Strategic rebalancing on the other hand looks at your portfolio through an analytical lens. If your portfolio has drifted from your defined allocation, then rebalancing the funds to maintain its optimal asset allocation is a good idea. Let’s say, if your portfolio has become equity-heavy after years of gains, it would be a good idea to sell equity funds and add debt and gold. Any dip thereafter will actually be a natural moment to rebalance back. Not to exit entirely.
Should you have gold funds in your mutual fund portfolio? Of course. History has proven gold's role as a portfolio diversifier, especially in geopolitically stressed environments because, unlike bonds or equities, gold does not rely on the solvency or goodwill of any issuer. It is a safe haven when geopolitical tensions are elevated and acts as a hedge against inflation. But should you sell your equity funds and pile up gold ones? The answer is NO.
A war or a shock event is a reason to check whether your portfolio has drifted from your plan. They are not the reasons to abandon the plan altogether.
What should you look for while investing during a downturn?
A falling market is the time to move toward quality, size, and diversification within equity, not to exit from equity altogether. Not all equity mutual funds are created equal, and some can actually work in your favour during the downturn. Generally, large-cap and flexi-cap funds offer the most resilience during turbulence, with value funds as a complementary layer for those seeking further downside protection.
Mid and small-cap funds and certain thematic funds are the hardest hit during downturn. This doesn’t mean you should let go completely of mid or small-cap funds. But adding them to your portfolios during a panic-driven downturn without adequate risk appetite is inadvisable.
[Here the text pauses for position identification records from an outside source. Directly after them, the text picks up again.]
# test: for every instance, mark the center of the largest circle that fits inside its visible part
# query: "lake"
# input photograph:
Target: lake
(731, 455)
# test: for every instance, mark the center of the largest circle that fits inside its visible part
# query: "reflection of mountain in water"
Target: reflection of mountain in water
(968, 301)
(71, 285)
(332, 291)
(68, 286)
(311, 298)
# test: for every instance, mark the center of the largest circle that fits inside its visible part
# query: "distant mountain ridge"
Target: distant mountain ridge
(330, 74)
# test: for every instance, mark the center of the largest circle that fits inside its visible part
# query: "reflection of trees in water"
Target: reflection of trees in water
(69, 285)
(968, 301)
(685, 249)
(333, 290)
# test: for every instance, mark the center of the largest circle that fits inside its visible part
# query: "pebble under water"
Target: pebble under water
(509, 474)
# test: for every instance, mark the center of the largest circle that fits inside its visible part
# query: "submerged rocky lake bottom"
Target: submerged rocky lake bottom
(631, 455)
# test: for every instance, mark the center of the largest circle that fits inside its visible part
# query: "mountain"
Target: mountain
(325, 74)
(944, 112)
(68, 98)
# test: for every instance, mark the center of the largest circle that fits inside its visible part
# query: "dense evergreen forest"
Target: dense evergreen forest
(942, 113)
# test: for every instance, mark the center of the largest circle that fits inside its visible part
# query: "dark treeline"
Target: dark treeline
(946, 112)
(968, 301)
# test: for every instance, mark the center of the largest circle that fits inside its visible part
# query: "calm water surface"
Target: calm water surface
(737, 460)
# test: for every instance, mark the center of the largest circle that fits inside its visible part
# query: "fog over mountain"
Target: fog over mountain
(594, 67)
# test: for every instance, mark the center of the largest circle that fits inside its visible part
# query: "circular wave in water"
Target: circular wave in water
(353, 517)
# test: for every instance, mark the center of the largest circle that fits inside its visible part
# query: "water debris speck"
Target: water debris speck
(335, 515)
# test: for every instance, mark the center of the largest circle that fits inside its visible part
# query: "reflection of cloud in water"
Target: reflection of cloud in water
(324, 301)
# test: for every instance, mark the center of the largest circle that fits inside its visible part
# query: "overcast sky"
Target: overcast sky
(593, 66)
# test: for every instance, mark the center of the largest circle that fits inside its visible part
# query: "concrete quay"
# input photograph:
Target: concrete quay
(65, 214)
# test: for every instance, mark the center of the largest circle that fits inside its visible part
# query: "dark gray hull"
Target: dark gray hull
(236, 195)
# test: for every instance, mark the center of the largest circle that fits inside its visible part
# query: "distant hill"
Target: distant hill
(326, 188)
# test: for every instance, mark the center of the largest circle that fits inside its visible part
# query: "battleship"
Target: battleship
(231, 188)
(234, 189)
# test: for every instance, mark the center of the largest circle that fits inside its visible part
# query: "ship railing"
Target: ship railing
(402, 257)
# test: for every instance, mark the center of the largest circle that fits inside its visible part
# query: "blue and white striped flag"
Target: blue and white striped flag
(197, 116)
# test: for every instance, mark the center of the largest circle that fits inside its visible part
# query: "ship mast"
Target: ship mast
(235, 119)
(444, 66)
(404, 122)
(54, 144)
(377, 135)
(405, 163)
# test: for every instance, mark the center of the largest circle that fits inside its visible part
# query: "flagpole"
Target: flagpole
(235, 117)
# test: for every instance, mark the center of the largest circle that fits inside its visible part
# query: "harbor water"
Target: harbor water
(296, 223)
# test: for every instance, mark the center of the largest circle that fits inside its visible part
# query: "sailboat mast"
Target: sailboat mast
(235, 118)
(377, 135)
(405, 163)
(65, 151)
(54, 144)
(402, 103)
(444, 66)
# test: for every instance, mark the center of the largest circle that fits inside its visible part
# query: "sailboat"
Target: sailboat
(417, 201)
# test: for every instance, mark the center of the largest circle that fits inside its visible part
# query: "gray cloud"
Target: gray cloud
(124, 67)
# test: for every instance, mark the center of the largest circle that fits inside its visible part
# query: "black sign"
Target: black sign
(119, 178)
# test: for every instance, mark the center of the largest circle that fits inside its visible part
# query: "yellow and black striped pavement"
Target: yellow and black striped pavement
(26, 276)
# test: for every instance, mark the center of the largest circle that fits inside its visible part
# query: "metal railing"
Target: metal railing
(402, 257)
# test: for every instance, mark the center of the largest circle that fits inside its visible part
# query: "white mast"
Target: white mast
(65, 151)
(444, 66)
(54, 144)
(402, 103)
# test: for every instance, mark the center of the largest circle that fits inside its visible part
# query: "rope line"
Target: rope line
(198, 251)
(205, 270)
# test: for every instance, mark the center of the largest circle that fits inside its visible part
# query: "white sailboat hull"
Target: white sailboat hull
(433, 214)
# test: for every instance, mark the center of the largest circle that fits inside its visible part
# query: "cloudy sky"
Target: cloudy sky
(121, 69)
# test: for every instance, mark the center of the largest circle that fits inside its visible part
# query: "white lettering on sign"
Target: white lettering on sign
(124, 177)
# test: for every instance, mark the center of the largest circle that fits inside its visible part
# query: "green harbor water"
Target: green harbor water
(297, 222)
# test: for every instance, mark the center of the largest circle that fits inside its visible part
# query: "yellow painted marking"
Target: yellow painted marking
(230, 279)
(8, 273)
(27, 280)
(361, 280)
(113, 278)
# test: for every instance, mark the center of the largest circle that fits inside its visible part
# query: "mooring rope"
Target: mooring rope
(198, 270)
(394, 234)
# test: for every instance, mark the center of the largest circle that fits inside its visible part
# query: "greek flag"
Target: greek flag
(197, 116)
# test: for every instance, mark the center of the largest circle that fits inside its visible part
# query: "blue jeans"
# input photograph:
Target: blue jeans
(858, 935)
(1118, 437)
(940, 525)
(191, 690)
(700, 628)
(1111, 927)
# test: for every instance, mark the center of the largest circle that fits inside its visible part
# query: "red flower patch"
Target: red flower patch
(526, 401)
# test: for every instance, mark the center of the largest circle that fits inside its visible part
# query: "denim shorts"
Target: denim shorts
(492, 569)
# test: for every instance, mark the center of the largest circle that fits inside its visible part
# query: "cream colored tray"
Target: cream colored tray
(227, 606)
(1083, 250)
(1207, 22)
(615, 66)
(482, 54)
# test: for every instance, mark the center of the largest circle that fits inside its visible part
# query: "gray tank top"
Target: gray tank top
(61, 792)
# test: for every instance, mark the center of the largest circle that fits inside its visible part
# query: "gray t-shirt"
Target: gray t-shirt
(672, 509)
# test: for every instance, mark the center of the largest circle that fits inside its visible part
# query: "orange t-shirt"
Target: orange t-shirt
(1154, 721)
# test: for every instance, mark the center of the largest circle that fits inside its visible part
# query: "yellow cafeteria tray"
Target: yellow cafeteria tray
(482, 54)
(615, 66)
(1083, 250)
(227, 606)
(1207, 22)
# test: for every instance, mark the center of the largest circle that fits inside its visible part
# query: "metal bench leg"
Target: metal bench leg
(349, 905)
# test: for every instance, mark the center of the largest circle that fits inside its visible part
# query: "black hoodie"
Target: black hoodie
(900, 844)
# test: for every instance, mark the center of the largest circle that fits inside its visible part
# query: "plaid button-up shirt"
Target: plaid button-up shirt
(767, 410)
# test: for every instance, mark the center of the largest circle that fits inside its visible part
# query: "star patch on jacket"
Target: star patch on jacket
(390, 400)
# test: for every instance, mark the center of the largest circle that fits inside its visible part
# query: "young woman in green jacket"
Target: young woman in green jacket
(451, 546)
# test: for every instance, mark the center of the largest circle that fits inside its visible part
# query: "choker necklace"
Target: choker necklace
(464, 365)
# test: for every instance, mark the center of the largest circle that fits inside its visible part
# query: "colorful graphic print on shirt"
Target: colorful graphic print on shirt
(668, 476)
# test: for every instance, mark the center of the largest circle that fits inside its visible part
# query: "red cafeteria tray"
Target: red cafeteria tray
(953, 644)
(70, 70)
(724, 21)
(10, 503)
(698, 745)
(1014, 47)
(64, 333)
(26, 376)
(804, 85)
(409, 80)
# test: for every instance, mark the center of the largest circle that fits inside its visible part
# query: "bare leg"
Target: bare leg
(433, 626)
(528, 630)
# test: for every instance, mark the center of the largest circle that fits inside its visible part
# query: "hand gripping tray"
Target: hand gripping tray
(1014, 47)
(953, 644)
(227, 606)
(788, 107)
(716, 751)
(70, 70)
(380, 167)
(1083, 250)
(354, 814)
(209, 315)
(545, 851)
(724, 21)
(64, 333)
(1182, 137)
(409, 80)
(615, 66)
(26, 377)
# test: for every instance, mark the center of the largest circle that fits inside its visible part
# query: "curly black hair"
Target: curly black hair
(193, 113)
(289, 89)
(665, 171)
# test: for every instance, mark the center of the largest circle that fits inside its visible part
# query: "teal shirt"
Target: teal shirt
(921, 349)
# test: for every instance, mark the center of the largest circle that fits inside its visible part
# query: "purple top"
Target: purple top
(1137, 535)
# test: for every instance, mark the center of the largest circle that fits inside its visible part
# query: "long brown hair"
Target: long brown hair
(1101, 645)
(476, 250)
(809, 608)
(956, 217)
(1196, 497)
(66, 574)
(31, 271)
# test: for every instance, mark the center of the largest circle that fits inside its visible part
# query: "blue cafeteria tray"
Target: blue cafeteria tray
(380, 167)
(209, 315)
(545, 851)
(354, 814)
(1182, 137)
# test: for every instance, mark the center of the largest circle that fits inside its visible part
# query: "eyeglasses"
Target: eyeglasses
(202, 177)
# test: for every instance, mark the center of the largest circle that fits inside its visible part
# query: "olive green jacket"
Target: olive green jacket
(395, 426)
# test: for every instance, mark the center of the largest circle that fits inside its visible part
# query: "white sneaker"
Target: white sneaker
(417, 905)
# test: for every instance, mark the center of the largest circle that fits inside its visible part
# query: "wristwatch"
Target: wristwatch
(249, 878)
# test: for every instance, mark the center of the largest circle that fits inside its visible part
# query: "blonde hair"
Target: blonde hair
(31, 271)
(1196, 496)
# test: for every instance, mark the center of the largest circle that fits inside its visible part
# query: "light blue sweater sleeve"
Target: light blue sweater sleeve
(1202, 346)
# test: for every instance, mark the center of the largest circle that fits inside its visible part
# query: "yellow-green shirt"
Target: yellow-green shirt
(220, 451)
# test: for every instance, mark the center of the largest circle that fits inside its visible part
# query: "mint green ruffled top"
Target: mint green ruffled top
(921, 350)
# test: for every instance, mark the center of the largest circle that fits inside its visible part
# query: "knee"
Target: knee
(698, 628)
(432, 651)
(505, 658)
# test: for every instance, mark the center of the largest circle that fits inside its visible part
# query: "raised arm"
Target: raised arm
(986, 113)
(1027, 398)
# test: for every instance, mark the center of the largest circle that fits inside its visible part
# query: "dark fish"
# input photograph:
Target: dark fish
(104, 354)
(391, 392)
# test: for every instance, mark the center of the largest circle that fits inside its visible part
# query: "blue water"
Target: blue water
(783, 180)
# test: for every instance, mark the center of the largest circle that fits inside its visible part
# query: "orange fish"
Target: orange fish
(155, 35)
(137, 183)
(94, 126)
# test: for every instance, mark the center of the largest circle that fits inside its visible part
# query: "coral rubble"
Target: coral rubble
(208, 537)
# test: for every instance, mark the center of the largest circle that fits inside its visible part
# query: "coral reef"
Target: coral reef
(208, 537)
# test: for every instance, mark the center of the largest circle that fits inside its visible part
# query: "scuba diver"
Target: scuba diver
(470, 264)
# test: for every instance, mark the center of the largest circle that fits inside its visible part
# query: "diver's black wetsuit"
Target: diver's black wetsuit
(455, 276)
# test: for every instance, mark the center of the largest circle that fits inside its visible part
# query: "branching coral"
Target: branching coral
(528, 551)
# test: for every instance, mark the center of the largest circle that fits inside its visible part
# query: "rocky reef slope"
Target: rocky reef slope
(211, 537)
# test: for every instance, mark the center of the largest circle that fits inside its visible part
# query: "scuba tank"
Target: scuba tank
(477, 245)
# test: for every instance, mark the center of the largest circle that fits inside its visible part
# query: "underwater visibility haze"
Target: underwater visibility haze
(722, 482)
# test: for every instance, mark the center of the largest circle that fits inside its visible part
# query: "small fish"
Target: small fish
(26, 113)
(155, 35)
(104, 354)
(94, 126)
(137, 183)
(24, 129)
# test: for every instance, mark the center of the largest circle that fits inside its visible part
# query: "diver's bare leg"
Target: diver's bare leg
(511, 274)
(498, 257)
Depending on your risk capacity and time horizon, you should consider the right mutual fund categories. This table should guide you on your options for investing in mutual funds according to your current situation.
Fund Category | Downturn Behaviour | Who Should Focus Here |
Large-Cap | Lowest drawdowns, fastest recovery | Conservative investors or those nearing their goal |
Flexi-Cap | Dynamic protection via manager discretion | Most investors; best all-weather choice |
Value Funds | Structural floor limits falls | Patient long-term investors |
Large & Mid-Cap | Moderate; some cushion via large-cap floor | Balanced risk appetite |
Mid-Cap | Higher falls, strong long-term rewards | 7+ year horizon investors |
Small-Cap | Sharpest falls, highest long-term upside | Aggressive, decade+ horizon only |
Final word: Red is not the End.
If you are new to investing, watching your portfolio turn red a week or month after you invested can be stressful and even nerve wracking. But it’s not unusual. And it definitely is not the reason to sell and abandon your plan.
As a new investor, the one most important thing that you need to understand and internalise is – a falling market and red portfolio is not a loss, until you sell.
Create a mutual fund portfolio that matches both your risk tolerance and time horizon Make it well-diversified across asset classes and geographies. Once you’ve done that, stay disciplined. Start SIPs and continue them, even in the falling markets.
While we all would like to time the market and buy when the markets are down and sell when they are up. But, that is practically impossible. The “perfect time” to invest is as soon as you have the money.